“She’s welcome anytime. She’s so well behaved.”
Or they would lay a hand on her arm and say, “You’re so brave,” or “You’re such a good mother. You’re doing so well with all this.” Rosie appreciated the support but wasn’t sure parenting ever really qualified as brave—or maybe it always did—because it’s not like you had a choice. But what she would have chosen, she got too. Poppy’s hair was still short, but not short enough to prevent Rosie from plaiting two little braids every morning, one on each side, which Poppy tucked happily behind his ears.
Some playdates went less well. Rosie and Penn kept a no-fly list of kids with whom Poppy could not play again. One playdate ended when Poppy and the other little girl were playing princesses, and the dad made a dirty joke about drag queens. That family went on the list. One mom peppered Rosie with questions every time they ran into each other on the playground after school as to the process of physically turning Claude into Poppy, which Penn wanted to excuse on the grounds that she was showing interest but which Rosie saw for what it was: impudent nosiness. Another family went on the list when Penn went to pick Poppy up and the mom and dad tag-teamed him to explain, politely, that God did not make mistakes, and since God had given Poppy a penis, he and Rosie were interfering with God’s plan. “And that’s … bad?” Penn guessed. He also guessed that if that family kept their own list, his name had just gone on it.
Rosie tried not to let any of it get to her. She had too much to do without worrying about her kid’s friends’ parents’ ignorance. Her job wasn’t to educate them. Her job was just to raise her kid, all her kids. And work to feed them all. As she and Penn kept telling Poppy, you don’t have to like everyone. Find who’s fun and smart and safe, and stick with them.
Which approach worked just fine until Nicky Calcutti. Nicky was Claude’s one friend from before, and Nicky seemed a little perplexed, a little put off, by the change. He was a quiet kid, which was probably what Claude had liked about him. He was unassuming. He didn’t wrestle or chase. He didn’t always have to have his way loudly. Mostly, the boys played next to each other, like toddlers, and that was fine with both of them. He’d been over once, since, to play with Poppy and had murmured to Rigel, “I never had a playdate with a girl before,” to which Rigel had replied, “Oh it’s great.
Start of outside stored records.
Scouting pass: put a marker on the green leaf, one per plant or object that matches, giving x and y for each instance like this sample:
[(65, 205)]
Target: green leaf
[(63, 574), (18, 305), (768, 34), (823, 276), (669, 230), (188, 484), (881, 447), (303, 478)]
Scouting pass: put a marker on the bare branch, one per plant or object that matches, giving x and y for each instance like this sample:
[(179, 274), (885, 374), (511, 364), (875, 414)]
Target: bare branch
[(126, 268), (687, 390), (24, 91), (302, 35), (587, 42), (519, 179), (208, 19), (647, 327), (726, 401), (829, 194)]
Their rooms smell way better.” But Nicky did not seem mollified.
“Maybe he’s taking this personally,” Penn guessed.
“Like Claude becoming Poppy is a failure of Nicky’s manhood?” said Rosie.
“Something like that.”
“He’s five.”
Five he may have been, but five turned out not to be too young to be offended or freaked out. Five turned out not to be too young for any number of sins. Rosie and Penn knew Nicky’s mom. After Claude’s announcement, she’d emailed Rosie to say she hoped the boys would still be friends. She asked if she could do anything to help. She promised peppermint ice cream—Claude’s favorite and Poppy’s as well—if Poppy would come over to play. Rosie dropped him off, stood in the door and chatted idly for a few minutes with Cindy Calcutti, and was in the art store buying supplies for a project Orion was doing about bats when her phone rang. Poppy was crying too hard to tell her what was wrong. Rosie was in her car and halfway to Nicky’s already before he even managed a wobbly, “Mom? Would you come get me?”
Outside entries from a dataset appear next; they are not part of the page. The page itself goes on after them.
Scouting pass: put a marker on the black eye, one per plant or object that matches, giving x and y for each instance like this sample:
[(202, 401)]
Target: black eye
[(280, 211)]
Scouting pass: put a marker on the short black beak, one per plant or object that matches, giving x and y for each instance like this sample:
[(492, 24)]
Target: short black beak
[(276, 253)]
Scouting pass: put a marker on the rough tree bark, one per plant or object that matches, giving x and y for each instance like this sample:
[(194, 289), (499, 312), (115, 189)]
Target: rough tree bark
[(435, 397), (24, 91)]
Cindy Calcutti and Nick Calcutti Sr. were separated. Rosie gathered this was a no-way-in-hell-are-we-getting-back-together separation rather than the let’s-take-some-space-and-work-it-out kind but, having a much better grasp than other people on what was and wasn’t her business, declined to pry. She knew that Cindy was jockeying for full custody by sharing irreproachably during this trial period. If it was Nick’s day with his son, Cindy did not say Nicky has a playdate. Cindy went and got a manicure and let her erstwhile husband supervise.
Rosie was close, but Penn was closer, so she called him from the car and sent him over. He was home with the boys, and though Roo and Ben were probably old enough, at twelve and thirteen, to babysit other people’s brothers, babysitting their own raised an entirely different set of issues. Penn piled them all into the van and pulled up at the Calcuttis’ mere moments before Rosie did. She had not, apparently, been obeying posted speed limits. Or stoplights.
Poppy opened the door before they made it up the walk and ran, sobbing and full-tilt, toward them all. He’d disappeared within a circle of brothers before Nick Sr. made it to the front door. He was much larger than Penn, whose only regret was that he could not therefore meet the man quite eye to eye.
“What on earth happened?” Rosie asked Nick, his son nowhere in evidence, hers having absorbed completely the other child who could answer that question.